We have at least 4 local trails that go along the paths of these canals. If I had not researched a little bit about this canal I would have remained totally ignorant of it. The Wabash-Erie Canal pretty much followed along near the Maumee River from Lake Erie near Toledo, Ohio  to Fort Wayne. From Fort Wayne it continued on southwest to the Wabash River and followed it southward until it headed back southeast to the White River. It ended at the Ohio River at Evansville, Indiana for a total distance of 497 miles. Perhaps you noticed that the sign shows the canal as being only 468 miles long instead of the 497 I stated above. I don’t know which is correct, but 497 is what I read online. On the map far above you can see the several canals that used to exist. The picture below shows a typical canal boat used on the canals. They were drawn by a team of horses or mules from the shore alongside of the canals. Those paths were called “towpaths”. There are some modern day trails  which have “Towpath” in their name. We have one right here in Fort Wayne.

The canal was abandoned in 1874, sold in 1877, and its path through Fort Wayne sold in 1881 to the Nickel Plate Railroad for its roadbed. The last boat was seen on the canal in 1882. Historical Society Marker

I read that these draft animals can pull 50 times more weight on a boat in water than they could if it were on  a wagon on land.

Along the Towpath Trail there are still some remains of the canal. I have ridden past there hundreds of times and never realized  this. Just yesteday I found out about it.

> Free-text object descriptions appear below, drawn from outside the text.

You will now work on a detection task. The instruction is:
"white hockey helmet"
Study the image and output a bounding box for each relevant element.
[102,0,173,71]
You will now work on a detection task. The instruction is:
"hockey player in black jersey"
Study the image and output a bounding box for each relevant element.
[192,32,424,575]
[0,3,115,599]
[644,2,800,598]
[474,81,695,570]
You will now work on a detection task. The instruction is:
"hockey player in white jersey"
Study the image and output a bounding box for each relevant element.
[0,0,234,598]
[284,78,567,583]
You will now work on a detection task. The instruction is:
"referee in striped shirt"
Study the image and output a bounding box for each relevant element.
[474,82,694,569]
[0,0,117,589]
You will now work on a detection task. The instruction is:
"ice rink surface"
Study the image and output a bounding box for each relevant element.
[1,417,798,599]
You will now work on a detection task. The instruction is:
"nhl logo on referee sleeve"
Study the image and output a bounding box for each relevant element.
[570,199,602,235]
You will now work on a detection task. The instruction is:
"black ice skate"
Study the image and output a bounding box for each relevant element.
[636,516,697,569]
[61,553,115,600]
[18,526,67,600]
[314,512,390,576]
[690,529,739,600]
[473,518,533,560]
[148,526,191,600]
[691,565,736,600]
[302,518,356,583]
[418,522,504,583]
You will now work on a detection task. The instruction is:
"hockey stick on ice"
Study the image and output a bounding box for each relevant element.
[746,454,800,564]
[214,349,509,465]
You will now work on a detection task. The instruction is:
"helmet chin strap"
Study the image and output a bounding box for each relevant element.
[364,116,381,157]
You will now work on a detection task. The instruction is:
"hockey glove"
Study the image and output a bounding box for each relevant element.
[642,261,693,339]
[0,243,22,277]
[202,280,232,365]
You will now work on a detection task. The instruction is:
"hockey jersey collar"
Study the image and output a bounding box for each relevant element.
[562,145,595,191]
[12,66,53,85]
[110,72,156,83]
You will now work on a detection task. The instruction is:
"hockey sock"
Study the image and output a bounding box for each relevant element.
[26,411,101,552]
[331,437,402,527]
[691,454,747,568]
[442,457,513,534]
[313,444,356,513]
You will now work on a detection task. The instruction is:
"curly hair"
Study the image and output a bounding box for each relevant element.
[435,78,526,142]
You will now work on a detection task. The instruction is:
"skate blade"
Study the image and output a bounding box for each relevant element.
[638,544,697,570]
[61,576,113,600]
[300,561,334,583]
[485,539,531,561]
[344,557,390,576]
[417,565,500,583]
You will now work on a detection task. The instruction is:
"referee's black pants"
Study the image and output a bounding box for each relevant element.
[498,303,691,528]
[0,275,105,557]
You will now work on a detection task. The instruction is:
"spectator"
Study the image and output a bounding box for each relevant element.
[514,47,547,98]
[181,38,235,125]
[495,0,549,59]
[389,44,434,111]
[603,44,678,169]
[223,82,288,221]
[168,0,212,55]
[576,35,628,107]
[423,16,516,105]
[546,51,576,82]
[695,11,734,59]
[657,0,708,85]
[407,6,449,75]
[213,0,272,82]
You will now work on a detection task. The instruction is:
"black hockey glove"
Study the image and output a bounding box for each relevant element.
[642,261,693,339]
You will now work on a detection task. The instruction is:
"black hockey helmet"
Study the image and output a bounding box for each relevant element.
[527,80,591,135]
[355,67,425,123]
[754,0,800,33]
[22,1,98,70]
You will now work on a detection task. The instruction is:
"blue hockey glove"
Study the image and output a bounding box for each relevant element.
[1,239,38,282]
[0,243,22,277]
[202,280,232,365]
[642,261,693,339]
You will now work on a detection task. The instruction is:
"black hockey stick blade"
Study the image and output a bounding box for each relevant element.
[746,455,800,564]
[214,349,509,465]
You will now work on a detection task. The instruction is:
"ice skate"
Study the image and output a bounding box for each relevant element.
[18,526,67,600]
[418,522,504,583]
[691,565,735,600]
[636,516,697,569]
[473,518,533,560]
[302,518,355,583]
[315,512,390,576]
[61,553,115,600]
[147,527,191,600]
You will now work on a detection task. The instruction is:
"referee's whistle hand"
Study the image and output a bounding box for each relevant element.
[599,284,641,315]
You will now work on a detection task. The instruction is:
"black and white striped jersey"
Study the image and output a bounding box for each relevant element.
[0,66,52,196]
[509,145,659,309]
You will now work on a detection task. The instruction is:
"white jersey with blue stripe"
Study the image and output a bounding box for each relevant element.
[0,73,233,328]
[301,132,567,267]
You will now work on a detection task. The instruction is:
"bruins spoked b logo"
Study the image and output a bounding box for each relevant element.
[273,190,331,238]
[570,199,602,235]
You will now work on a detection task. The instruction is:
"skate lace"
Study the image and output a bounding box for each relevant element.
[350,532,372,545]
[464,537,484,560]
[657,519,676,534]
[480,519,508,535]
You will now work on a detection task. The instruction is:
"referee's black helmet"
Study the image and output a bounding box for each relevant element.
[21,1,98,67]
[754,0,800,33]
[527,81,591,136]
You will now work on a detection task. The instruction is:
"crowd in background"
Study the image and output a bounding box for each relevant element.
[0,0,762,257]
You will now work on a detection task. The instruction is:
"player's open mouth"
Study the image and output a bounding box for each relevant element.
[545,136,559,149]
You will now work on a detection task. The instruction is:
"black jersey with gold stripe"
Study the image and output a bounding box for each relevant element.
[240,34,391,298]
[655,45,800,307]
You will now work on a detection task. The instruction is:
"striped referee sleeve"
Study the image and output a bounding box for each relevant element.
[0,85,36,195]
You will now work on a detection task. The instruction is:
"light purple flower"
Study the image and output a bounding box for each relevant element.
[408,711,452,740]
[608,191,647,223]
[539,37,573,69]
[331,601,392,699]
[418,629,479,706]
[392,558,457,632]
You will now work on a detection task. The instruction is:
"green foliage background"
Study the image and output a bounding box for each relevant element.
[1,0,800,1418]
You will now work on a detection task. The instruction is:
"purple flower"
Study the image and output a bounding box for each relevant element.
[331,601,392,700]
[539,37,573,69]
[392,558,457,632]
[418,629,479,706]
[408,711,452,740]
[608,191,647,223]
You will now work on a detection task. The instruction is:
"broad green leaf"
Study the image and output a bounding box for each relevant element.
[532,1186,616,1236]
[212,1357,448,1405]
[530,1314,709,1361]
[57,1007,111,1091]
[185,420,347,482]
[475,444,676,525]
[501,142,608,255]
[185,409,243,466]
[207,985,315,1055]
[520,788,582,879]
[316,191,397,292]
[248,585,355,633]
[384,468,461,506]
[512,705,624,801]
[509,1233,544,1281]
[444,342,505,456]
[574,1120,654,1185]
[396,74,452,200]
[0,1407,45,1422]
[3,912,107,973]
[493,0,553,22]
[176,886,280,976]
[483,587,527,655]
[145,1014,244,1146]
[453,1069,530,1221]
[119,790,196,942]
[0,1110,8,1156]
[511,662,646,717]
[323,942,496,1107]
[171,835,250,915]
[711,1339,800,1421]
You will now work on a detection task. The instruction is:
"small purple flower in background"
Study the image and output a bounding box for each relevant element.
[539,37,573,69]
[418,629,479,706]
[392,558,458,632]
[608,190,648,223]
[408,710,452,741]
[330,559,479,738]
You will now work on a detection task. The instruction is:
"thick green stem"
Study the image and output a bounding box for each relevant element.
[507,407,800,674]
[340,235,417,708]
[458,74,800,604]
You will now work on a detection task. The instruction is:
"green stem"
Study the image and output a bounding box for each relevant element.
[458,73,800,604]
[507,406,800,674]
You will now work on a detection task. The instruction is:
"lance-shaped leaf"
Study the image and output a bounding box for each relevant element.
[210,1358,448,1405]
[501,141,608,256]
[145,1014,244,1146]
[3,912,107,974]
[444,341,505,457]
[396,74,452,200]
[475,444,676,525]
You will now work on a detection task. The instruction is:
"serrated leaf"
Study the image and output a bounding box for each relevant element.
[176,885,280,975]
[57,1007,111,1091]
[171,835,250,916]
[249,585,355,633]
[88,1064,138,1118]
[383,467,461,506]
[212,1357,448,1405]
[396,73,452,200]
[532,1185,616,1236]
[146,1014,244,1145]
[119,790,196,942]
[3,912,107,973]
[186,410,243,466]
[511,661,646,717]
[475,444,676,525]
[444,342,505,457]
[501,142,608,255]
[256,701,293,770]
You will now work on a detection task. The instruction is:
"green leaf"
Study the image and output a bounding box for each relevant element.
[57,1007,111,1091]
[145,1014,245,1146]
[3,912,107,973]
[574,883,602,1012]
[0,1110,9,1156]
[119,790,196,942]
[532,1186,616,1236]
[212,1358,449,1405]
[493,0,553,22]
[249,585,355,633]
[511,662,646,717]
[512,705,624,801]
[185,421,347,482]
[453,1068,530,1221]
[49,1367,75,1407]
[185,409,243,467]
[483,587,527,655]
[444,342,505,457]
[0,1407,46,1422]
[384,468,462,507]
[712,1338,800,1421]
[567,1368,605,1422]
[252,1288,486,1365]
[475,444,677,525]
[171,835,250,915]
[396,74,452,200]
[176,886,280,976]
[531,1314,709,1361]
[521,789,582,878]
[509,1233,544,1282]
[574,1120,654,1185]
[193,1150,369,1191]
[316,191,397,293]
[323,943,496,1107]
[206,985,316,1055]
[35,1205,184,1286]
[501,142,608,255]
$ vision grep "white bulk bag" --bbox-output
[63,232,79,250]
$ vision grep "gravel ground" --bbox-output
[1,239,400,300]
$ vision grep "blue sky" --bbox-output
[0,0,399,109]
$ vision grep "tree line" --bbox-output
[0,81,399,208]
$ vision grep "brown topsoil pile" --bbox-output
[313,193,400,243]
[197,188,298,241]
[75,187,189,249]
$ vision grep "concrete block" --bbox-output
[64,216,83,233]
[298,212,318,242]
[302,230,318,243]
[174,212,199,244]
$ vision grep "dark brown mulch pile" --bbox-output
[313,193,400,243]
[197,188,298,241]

For what it is worth right after I composed this article I rode the Towpath Trail again looking for signs of a former canal. I stopped and got off of my trike and walked over to the area shown circled, but I saw no sign of a canal ever being there.

From the St. Joseph River a “feeder canal” was built taking water from the St. Joe River down into downtown Ft. Wayne to provide additional water to the Wabash-Erie Canal. The St. Joseph Pathway and Becketts Run Trail  follow alongside of it in places. I have seen sections of this feeder canal as it is quite obvious.


In the picture above the red line indicates the Saint Joseph Pathway as it passes thru Purdue University property. The yellow line indicates the feeder canal. It runs in a straight line all the way up to where it connected to the St. Joe River further up north of Becketts Run Trail in what used to be called Robinson Park. It is all gone today as it has been made into a housing subdivision. The blue line indicates the west bank of the St. Joe River. The picture below is of the same area. You can see the water filled canal running alongside of the bike trail.

Here is a sign concerning the feeder canal along Becketts Run Trail.

This is a modern day replica of a canal boat. This one is made of aluminum and is used to offer rides to those wanting to take a river cruise aboard it here in Fort Wayne. There is a monetary charge for it. It operates mainly on the Saint Marys River and it docks downtown at Prominade Park.

I find it interesting that the Towpath Trail is named after the towing path alongside the canal used by the horses and mules to pull the canal boats, but there is nothing to see as you ride the trail. If there was a canal out there with banks alongside the horses and mules walked on I sure don’t know where it is and I have ridden it hundreds of times. I have often wondered about it. If anything is there to see I am not aware of it. The next time I ride out on the Towpath Trail I am going to look harder to see if anything is there.

I posted an article awhile back about a tadpole trike ride along the Erie Canal. There are several YouTube videos documenting the ride and the remains of the canal.

I contacted a key person with our trails asking if any map is available that shows the former route of the canal and our trails. I was told that none exist but another person came up with a map in a .pdf file format which I have been unsuccessful in posting here. However, I saved it as a .jpg format which I can post here.

If you live near so that you can get to ride near any of these old canals used to exist you might want to check them out to see what remains of them.